Ex nemici, poi soci L’inchiesta «Osiride» di squadra mobile foggiana e Dda partì nella primavera del 2006, dopo le scarcerazioni dei becchini Roberto Sinesi e Raffaele Tolonese (quest’ultimo condannato a 8 anni, 5 mesi e 20 giorni per mafia ed estorsione nel processo abbreviato). Secondo la tesi accusatoria i capi-clan Sinesi e Trisciuoglio (quest’ultimo attraverso il suo uomo di fiducia Tolonese) avrebbero superato i vecchi rancori che avevano visto i loro clan protagonisti della sanguinosa guerra di mafia del 2002/2003, accordandosi per gestire il ricco affare dei funerali e spartendosi il mercato.
La spartizione Tutte le imprese di pompe funebri, estranee al presunto «cartello» mafioso di cui facevano parte quattro agenzie foggiane, dovevano versare – dice l’accusa – un pizzo di 500 euro per ogni funerale celebrato in città. Un imprenditore ha raccontato in aula d’aver dovuto pagare oltre 50mila euro di pizzo in sei mesi di attività, con il clan che teneva aggiornato il conto dei funerali celebrati. In questa spartizione del mercato, inoltre, alcuni soci degli «Angeli» – la cooperativa dov’era stato assunto il becchino Sinesi dopo la sua scarcerazione nel marzo 2006 – si sarebbero accaparrati il monopolio dei funerali di pazienti deceduti in ospedale, grazie ad una fitta rete di complicità.

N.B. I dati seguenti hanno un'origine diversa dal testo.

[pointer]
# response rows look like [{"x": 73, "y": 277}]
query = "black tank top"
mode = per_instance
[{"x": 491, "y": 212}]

Arresti e processi Il blitz della squadra mobile scattò il 16 maggio del 2007 con l’arresto di 10 persone. La Dda al termine delle indagini chiese il rinvio a giudizio di 38 imputati: 12 becchini; 2 medici; 6 guardie giurate in servizio agli ospedali riuniti; 5 tra dipendenti e infermieri dei Riuniti e dell’ospedale «Don Uva»; 7 autisti di ambulanze; 3 dipendenti comunali in servizio al cimitero; ed alcuni privati. Il processo ai 38 imputati (la Dda contestava la mafia a 13 imputati; 5 tentativi di estorsione; 7 estorsioni; 2 falsi; 11 corruzioni; 2 peculati, oltre a minacce, favoreggiamento e inosservanza alla sorveglianza speciale) si era sdoppiato nel maggio 2008 durante l’udienza preliminare. In 20 furono rinviati a giudizio per essere processati a Foggia e ieri si è arrivati alla sentenza di primo grado con 11 condanne e 9 assoluzioni; altri 18 scelsero il rito abbreviato ed al termine dei processi di primo e secondo grado in 13 sono stati condannati e 5 assolti.